Re: wait(2) and SIGCHLD
> So does the > because the calling process has asked the system > to discard such status by ignoring the signal SIGCHLD > mean that explicitly ignoring SIGCHLD is different from ignoring it > per default? I wouldn't say it *means* that, exactly, but I do think that this is a case where SIG_IGN is different from SIG_DFL even when the default action is to do nothing. To put it another way, there are two concepts here, both of which are getting turned into tenses of "ignore" in English.

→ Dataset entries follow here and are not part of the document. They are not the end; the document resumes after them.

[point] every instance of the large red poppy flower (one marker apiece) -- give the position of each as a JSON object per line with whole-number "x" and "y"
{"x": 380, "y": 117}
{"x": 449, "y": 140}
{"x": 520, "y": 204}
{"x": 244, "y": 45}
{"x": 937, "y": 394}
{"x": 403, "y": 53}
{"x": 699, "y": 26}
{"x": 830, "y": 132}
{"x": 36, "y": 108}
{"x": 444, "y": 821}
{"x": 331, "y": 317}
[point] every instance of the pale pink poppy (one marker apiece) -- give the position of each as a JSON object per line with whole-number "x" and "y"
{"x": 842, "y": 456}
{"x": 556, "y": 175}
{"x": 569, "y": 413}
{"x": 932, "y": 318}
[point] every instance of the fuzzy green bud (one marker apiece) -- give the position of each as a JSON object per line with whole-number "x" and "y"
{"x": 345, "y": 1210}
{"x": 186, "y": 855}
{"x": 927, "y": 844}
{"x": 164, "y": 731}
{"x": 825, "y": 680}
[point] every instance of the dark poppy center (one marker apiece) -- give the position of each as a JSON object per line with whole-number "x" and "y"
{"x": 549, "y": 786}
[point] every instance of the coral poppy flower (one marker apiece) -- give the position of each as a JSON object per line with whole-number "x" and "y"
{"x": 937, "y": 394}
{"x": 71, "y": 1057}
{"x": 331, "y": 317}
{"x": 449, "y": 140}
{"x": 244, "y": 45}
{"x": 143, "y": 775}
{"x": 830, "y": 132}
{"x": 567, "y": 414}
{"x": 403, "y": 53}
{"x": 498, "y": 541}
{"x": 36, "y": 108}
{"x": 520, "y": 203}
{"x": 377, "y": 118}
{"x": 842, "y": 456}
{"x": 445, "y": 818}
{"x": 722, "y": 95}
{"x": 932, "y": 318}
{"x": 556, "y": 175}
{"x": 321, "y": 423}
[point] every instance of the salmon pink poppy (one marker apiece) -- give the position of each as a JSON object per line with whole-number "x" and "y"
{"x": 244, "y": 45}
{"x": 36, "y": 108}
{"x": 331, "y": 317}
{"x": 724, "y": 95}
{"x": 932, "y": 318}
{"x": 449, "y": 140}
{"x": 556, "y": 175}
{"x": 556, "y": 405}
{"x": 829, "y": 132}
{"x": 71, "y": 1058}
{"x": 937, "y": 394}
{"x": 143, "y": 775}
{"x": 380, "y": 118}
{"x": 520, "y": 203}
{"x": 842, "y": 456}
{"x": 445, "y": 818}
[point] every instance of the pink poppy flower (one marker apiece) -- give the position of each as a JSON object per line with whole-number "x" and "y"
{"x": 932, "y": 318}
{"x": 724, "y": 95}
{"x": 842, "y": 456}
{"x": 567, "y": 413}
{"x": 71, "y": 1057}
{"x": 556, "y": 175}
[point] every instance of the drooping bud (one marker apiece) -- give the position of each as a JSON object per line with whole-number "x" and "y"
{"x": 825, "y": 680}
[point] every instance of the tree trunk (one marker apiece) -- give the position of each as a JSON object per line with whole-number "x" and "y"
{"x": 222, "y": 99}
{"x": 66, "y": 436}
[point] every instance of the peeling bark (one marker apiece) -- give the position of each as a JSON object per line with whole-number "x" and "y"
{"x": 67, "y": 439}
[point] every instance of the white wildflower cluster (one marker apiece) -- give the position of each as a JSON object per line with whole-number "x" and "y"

One is a handler of SIG_IGN; the other is SIG_DFL with a default action of "do nothing". The wording in wait(2) is, I believe, talking about only the SIG_IGN kind of ignoring. /~\ The ASCII Mouse \ / Ribbon Campaign X Against HTMLmo...@rodents-montreal.org / \ Email! 7D C8 61 52 5D E7 2D 39 4E F1 31 3E E8 B3 27 4B
Re: wait(2) and SIGCHLD
I agree that this is confusing. While the system definitely differentiates between SIG_DFL and SIG_IGN, the difference would normally not be something I expected to make a difference in something described the way wait(2) is documented. I haven't really bothered going down into the code and find the answer, but I'm curious what other answers pops up for this one. Johnny On 2020-08-14 13:51, Edgar Fuß wrote: I'm confused regarding the behaviour of wait(2) wrt. SIGCHLD handling. The wait(2) manpage says: wait() will fail and return immediately if: [ECHILD]The calling process has no existing unwaited-for child processes; or no status from the terminated child process is available because the calling process has asked the system to discard such status by ignoring the signal SIGCHLD or setting the flag SA_NOCLDWAIT for that signal. However, ignore is the default handler for SIGCHLD. So does the because the calling process has asked the system to discard such status by ignoring the signal SIGCHLD mean that explicitly ignoring SIGCHLD is different from ignoring it per default? -- Johnny Billquist || "I'm on a bus || on a psychedelic trip email: b...@softjar.se || Reading murder books pdp is alive! || tryin' to stay hip" - B. Idol
wait(2) and SIGCHLD
I'm confused regarding the behaviour of wait(2) wrt. SIGCHLD handling. The wait(2) manpage says: wait() will fail and return immediately if: [ECHILD]The calling process has no existing unwaited-for child processes; or no status from the terminated child process is available because the calling process has asked the system to discard such status by ignoring the signal SIGCHLD or setting the flag SA_NOCLDWAIT for that signal. However, ignore is the default handler for SIGCHLD. So does the because the calling process has asked the system to discard such status by ignoring the signal SIGCHLD mean that explicitly ignoring SIGCHLD is different from ignoring it per default?